President Donald Trump said Wednesday his administration was revoking California’s right to set emissions rules more strict than the federal government’s. California’s rules are also the law in 13 other states, including Maryland.
In a statement Wednesday, Maryland Attorney General Brian Frosh pledged to "fight this destructive policy.” California Gov. Gavin Newsom also pledged to sue.
“California has led the nation in advancing clean air strategies and in addressing our climate crisis," Frosh said. “This latest action puts oil company profits first and puts the health of our people and our environment last.”
In a letter dated Sept. 10, Gov. Larry Hogan directed Frosh to take “immediate legal action” to stop federal rollbacks of emissions standards. The letter pointed to a Trump proposal to weaken federal auto emissions standards tightened by Obama administration, and also said states’ authority to impose their own vehicle emissions standards was in jeopardy.

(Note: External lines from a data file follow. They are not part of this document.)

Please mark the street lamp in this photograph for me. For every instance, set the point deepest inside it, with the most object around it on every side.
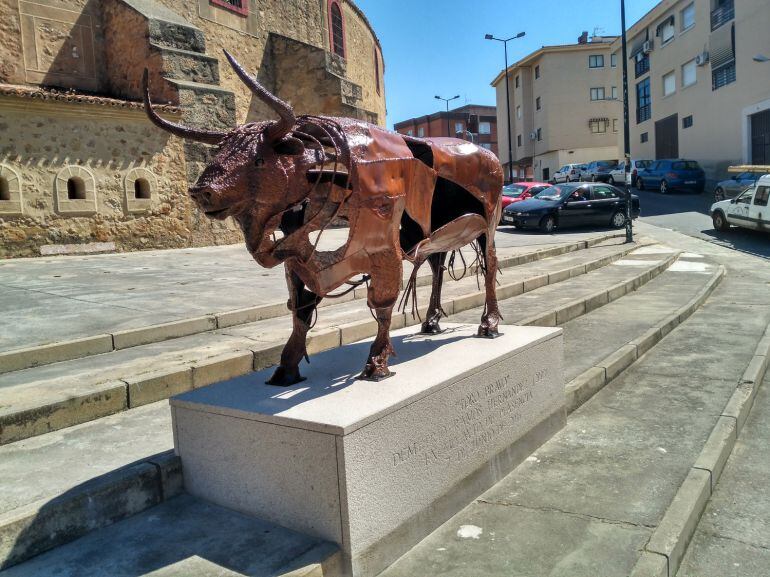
(448, 100)
(626, 126)
(507, 97)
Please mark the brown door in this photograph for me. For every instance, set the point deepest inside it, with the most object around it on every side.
(760, 138)
(667, 137)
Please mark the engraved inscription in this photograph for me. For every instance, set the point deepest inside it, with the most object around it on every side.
(479, 416)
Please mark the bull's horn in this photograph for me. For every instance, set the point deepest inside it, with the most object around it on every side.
(205, 136)
(287, 119)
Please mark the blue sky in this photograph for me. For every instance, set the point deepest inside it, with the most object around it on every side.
(437, 46)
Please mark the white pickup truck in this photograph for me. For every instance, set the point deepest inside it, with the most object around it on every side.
(749, 209)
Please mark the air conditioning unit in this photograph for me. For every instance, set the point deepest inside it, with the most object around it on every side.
(702, 59)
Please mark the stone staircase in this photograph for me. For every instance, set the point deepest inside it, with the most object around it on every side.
(87, 443)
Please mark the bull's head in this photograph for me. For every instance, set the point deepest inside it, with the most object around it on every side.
(258, 172)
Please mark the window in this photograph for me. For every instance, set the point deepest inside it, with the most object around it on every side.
(669, 84)
(761, 197)
(76, 188)
(377, 69)
(598, 126)
(596, 61)
(689, 73)
(337, 29)
(238, 6)
(688, 17)
(643, 101)
(642, 64)
(723, 76)
(666, 30)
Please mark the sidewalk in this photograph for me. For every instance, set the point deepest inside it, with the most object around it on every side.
(52, 299)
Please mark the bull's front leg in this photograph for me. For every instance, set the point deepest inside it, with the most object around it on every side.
(381, 298)
(302, 304)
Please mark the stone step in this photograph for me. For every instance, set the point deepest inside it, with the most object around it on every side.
(588, 502)
(107, 328)
(36, 474)
(47, 398)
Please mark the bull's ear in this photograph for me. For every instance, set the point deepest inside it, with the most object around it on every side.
(290, 146)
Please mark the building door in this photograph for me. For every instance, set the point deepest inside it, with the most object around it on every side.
(667, 137)
(760, 138)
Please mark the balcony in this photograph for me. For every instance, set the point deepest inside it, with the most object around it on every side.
(722, 15)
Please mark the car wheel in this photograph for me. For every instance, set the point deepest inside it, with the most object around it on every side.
(618, 220)
(547, 224)
(720, 222)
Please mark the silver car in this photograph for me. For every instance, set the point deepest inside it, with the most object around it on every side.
(732, 187)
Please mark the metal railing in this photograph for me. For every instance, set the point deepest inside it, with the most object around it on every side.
(723, 14)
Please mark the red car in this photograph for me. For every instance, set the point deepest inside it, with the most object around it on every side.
(519, 191)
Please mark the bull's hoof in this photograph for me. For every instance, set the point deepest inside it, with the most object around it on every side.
(431, 328)
(375, 373)
(283, 377)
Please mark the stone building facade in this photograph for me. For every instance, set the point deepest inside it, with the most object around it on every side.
(82, 168)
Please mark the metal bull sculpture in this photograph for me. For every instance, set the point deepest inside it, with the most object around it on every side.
(404, 198)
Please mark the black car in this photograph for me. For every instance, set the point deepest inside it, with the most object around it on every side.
(566, 205)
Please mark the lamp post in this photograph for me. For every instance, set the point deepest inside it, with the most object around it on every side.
(507, 98)
(448, 100)
(626, 126)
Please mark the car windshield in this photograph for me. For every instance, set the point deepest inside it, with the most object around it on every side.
(513, 190)
(555, 192)
(685, 165)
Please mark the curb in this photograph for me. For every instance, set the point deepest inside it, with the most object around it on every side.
(669, 541)
(587, 384)
(136, 390)
(36, 356)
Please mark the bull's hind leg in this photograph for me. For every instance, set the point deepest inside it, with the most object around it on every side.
(490, 319)
(435, 312)
(302, 304)
(381, 298)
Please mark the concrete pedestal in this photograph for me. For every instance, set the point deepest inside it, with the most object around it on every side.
(375, 467)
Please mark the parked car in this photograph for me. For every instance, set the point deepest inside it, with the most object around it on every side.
(568, 173)
(599, 170)
(618, 174)
(748, 210)
(668, 175)
(732, 187)
(564, 205)
(519, 191)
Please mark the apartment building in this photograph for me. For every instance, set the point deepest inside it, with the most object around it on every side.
(564, 107)
(695, 89)
(470, 122)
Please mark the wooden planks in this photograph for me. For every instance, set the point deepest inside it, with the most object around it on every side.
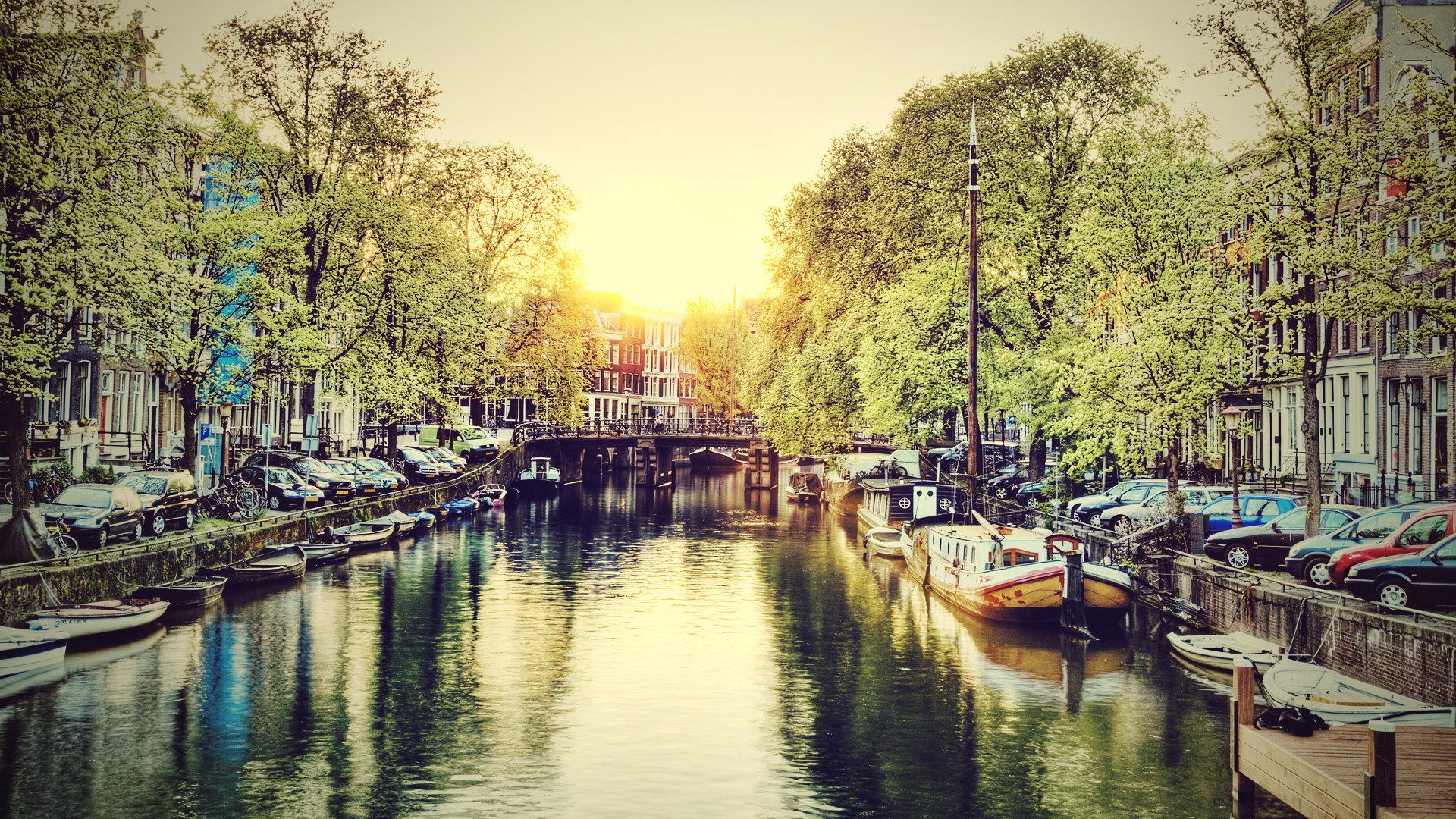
(1324, 776)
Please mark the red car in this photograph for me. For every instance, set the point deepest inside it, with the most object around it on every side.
(1436, 523)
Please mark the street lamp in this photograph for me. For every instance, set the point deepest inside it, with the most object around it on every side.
(1231, 425)
(224, 411)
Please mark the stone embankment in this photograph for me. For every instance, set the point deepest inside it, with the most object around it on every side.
(115, 572)
(1411, 654)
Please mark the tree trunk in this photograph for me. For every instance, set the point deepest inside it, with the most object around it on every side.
(18, 431)
(1037, 455)
(1310, 428)
(187, 395)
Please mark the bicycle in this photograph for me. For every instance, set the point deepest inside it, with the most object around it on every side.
(60, 541)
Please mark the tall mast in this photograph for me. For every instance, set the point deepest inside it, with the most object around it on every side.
(973, 433)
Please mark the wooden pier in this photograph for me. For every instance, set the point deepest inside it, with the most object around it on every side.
(1370, 771)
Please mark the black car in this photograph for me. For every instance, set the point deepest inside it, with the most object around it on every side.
(1270, 544)
(96, 513)
(283, 488)
(309, 468)
(1310, 560)
(1424, 577)
(168, 496)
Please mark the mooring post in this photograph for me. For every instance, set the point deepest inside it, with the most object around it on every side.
(1241, 713)
(1381, 768)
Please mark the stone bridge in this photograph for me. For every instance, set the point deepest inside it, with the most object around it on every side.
(647, 445)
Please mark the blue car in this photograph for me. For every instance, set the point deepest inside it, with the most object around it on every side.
(1256, 509)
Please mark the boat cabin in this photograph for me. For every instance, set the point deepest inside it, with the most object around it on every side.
(890, 502)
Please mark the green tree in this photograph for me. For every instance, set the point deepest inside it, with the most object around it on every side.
(77, 222)
(1310, 187)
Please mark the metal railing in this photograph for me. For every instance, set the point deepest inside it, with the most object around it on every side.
(642, 428)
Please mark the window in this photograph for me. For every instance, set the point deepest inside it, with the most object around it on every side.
(1365, 413)
(1345, 404)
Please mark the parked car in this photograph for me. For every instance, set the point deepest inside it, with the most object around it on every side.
(309, 468)
(472, 444)
(283, 488)
(168, 496)
(96, 513)
(1423, 529)
(1088, 507)
(1423, 577)
(364, 484)
(1310, 560)
(1254, 510)
(1269, 544)
(1130, 518)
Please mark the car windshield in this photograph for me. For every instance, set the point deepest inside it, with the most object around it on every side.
(85, 496)
(145, 484)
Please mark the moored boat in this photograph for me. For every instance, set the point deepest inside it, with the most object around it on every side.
(884, 541)
(1341, 700)
(101, 617)
(191, 592)
(715, 458)
(284, 563)
(321, 554)
(364, 535)
(24, 651)
(1219, 651)
(539, 479)
(1006, 573)
(405, 522)
(805, 487)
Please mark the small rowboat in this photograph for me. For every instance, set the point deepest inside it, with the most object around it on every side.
(284, 563)
(492, 493)
(1219, 651)
(193, 592)
(406, 522)
(24, 651)
(1341, 700)
(370, 534)
(102, 617)
(324, 553)
(883, 541)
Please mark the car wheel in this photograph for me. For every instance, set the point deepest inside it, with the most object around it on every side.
(1238, 557)
(1318, 575)
(1394, 594)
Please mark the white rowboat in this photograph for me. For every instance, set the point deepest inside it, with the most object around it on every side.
(1341, 700)
(24, 651)
(102, 617)
(1219, 651)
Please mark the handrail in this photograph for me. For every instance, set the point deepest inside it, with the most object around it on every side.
(212, 535)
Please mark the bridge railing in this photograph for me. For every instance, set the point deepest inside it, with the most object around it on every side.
(641, 428)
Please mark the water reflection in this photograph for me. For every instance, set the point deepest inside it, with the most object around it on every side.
(613, 651)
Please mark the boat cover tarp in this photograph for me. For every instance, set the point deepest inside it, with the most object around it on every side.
(22, 538)
(805, 483)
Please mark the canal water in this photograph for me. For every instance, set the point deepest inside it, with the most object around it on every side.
(615, 651)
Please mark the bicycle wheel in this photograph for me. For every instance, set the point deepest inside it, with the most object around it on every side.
(64, 545)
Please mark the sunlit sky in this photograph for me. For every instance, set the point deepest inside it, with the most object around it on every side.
(680, 123)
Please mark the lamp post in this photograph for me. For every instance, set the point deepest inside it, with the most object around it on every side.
(1231, 425)
(224, 411)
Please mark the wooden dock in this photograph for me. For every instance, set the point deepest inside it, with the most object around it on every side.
(1376, 771)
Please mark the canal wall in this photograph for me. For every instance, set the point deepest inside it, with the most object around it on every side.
(117, 572)
(1411, 654)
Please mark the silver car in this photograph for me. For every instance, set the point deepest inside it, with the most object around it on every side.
(1153, 509)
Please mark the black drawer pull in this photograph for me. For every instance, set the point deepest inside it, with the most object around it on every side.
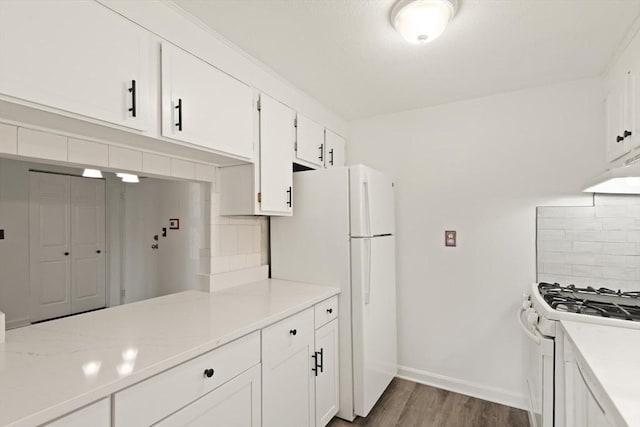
(179, 108)
(132, 90)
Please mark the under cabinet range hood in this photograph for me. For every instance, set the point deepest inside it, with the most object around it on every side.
(620, 180)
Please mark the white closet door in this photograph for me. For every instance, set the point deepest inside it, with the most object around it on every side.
(49, 246)
(87, 244)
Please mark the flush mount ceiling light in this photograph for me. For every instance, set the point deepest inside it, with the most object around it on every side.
(92, 173)
(128, 177)
(422, 21)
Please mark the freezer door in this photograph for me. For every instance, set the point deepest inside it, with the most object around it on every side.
(372, 202)
(375, 354)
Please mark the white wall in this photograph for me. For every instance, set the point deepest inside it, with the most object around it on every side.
(479, 167)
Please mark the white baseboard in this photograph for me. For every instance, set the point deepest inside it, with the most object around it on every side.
(468, 388)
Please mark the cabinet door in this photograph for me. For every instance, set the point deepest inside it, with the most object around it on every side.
(616, 107)
(76, 56)
(327, 381)
(204, 106)
(276, 140)
(335, 151)
(309, 143)
(235, 404)
(288, 382)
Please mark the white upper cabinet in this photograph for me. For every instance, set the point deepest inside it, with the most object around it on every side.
(309, 148)
(618, 117)
(335, 150)
(202, 105)
(276, 140)
(76, 56)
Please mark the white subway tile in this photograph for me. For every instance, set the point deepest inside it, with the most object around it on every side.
(588, 247)
(554, 245)
(618, 223)
(613, 211)
(616, 200)
(621, 248)
(597, 236)
(551, 234)
(556, 268)
(588, 271)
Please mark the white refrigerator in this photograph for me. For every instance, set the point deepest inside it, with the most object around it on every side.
(342, 234)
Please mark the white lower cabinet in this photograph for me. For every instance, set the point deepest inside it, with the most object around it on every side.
(327, 381)
(234, 404)
(97, 414)
(288, 381)
(582, 404)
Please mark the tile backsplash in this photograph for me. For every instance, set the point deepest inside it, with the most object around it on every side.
(235, 242)
(595, 245)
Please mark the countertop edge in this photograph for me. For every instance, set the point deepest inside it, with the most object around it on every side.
(54, 412)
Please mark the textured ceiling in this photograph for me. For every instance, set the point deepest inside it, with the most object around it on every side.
(346, 54)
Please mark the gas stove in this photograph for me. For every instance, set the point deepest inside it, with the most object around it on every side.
(552, 301)
(600, 302)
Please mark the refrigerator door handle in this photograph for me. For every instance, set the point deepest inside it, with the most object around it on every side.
(367, 272)
(367, 207)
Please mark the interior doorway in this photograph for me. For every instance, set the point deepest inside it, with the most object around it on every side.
(66, 245)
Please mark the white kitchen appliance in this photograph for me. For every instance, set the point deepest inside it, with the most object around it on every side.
(538, 315)
(342, 235)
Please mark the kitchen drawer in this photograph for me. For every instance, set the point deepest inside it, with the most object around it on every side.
(97, 414)
(149, 401)
(326, 311)
(287, 336)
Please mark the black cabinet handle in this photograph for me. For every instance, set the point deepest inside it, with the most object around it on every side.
(132, 91)
(179, 108)
(289, 201)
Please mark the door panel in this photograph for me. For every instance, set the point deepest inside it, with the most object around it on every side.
(49, 267)
(372, 202)
(87, 244)
(276, 140)
(375, 351)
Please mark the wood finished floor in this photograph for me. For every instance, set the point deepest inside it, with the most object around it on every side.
(408, 404)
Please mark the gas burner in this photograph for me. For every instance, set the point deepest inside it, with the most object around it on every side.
(601, 302)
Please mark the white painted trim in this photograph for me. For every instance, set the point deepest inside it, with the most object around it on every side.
(480, 391)
(18, 323)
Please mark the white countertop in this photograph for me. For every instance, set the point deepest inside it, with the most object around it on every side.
(613, 356)
(42, 367)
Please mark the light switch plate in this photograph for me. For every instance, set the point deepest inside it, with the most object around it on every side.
(450, 238)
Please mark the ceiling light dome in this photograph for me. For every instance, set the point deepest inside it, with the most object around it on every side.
(422, 21)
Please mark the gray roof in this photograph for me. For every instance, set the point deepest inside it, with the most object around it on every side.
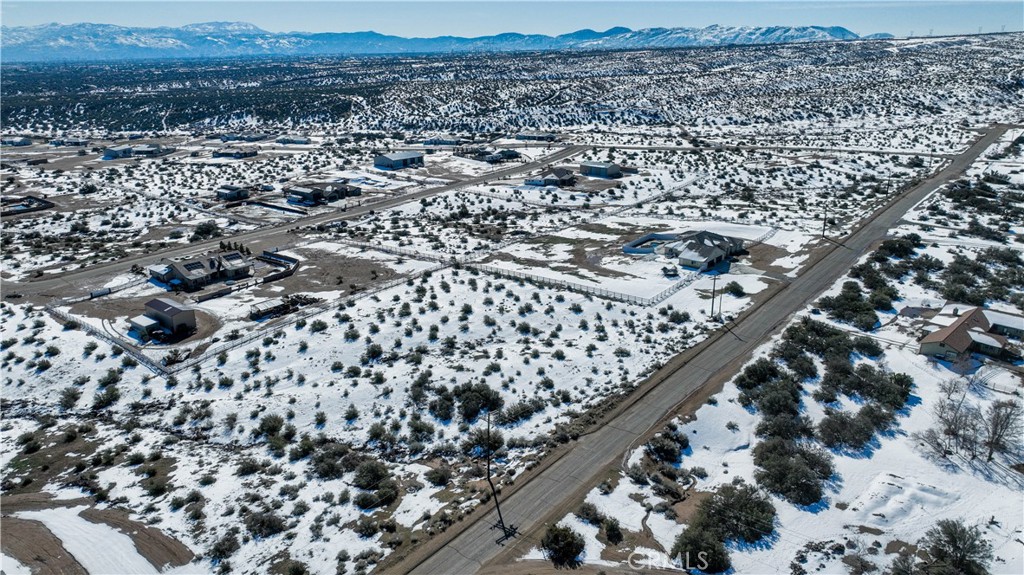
(165, 306)
(398, 156)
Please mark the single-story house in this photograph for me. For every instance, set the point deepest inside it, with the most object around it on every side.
(236, 152)
(532, 135)
(398, 160)
(151, 150)
(560, 177)
(600, 170)
(72, 142)
(171, 315)
(699, 250)
(245, 137)
(195, 273)
(972, 329)
(267, 307)
(117, 151)
(442, 140)
(229, 192)
(143, 324)
(322, 193)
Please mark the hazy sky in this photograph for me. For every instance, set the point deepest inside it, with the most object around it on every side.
(426, 17)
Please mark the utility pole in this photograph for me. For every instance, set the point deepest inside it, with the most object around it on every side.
(714, 282)
(721, 296)
(507, 531)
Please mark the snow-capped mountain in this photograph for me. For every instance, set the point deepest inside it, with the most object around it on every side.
(96, 41)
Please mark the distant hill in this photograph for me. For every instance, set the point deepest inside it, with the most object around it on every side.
(219, 39)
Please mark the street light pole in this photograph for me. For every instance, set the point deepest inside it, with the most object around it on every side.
(507, 531)
(714, 282)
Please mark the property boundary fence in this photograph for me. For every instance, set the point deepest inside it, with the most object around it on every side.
(112, 340)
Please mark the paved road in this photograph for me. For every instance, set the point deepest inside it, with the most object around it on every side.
(273, 235)
(582, 466)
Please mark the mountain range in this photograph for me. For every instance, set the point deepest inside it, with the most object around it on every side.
(222, 39)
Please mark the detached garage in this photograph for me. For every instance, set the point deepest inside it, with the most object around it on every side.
(171, 315)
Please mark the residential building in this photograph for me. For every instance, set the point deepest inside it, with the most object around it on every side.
(236, 152)
(442, 140)
(532, 135)
(960, 329)
(196, 273)
(229, 192)
(321, 193)
(600, 170)
(118, 151)
(398, 160)
(244, 137)
(150, 150)
(700, 250)
(293, 140)
(560, 177)
(70, 142)
(168, 314)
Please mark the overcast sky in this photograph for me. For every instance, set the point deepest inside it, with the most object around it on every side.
(426, 17)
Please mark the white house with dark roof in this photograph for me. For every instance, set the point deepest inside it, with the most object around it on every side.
(166, 314)
(700, 250)
(398, 161)
(960, 328)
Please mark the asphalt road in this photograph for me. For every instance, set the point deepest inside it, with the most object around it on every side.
(531, 503)
(273, 235)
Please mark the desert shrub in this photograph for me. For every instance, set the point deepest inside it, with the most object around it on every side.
(474, 398)
(105, 398)
(328, 460)
(69, 397)
(612, 531)
(479, 443)
(866, 346)
(785, 427)
(957, 547)
(438, 477)
(851, 307)
(779, 397)
(702, 550)
(758, 373)
(792, 471)
(264, 524)
(734, 289)
(224, 547)
(562, 545)
(248, 466)
(839, 430)
(386, 493)
(519, 411)
(366, 527)
(664, 449)
(736, 511)
(370, 473)
(588, 512)
(269, 426)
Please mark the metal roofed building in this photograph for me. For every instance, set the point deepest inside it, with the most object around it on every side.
(398, 160)
(600, 170)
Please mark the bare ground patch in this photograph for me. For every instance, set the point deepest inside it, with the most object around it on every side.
(33, 545)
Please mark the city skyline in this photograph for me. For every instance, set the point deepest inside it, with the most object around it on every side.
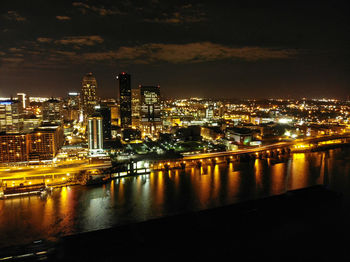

“As a national leader on clean cars, climate change, and greenhouse gas reduction, my administration cannot allow these federal actions to stand,” Hogan wrote.
Maryland adopted California’s stricter vehicle emissions rules in 2007.
President Donald Trump said Wednesday his administration would take away the right of California — and other states, by extension — to set such standards more aggressively than the federal government does.
In a tweet, Trump said his action would result in less expensive, safer cars. He also predicted Americans would purchase more new cars, which would result in cleaner air as older models are taken off the roads.
“Many more cars will be produced under the new and uniform standard, meaning significantly more JOBS, JOBS, JOBS! Automakers should seize this opportunity because without this alternative to California, you will be out of business,” Trump tweeted.
California’s authority to set its own, tougher emissions standards goes back to a waiver issued by Congress during passage of the Clean Air Act in 1970. The state has long pushed automakers to adopt more fuel-efficient passenger vehicles that emit less pollution.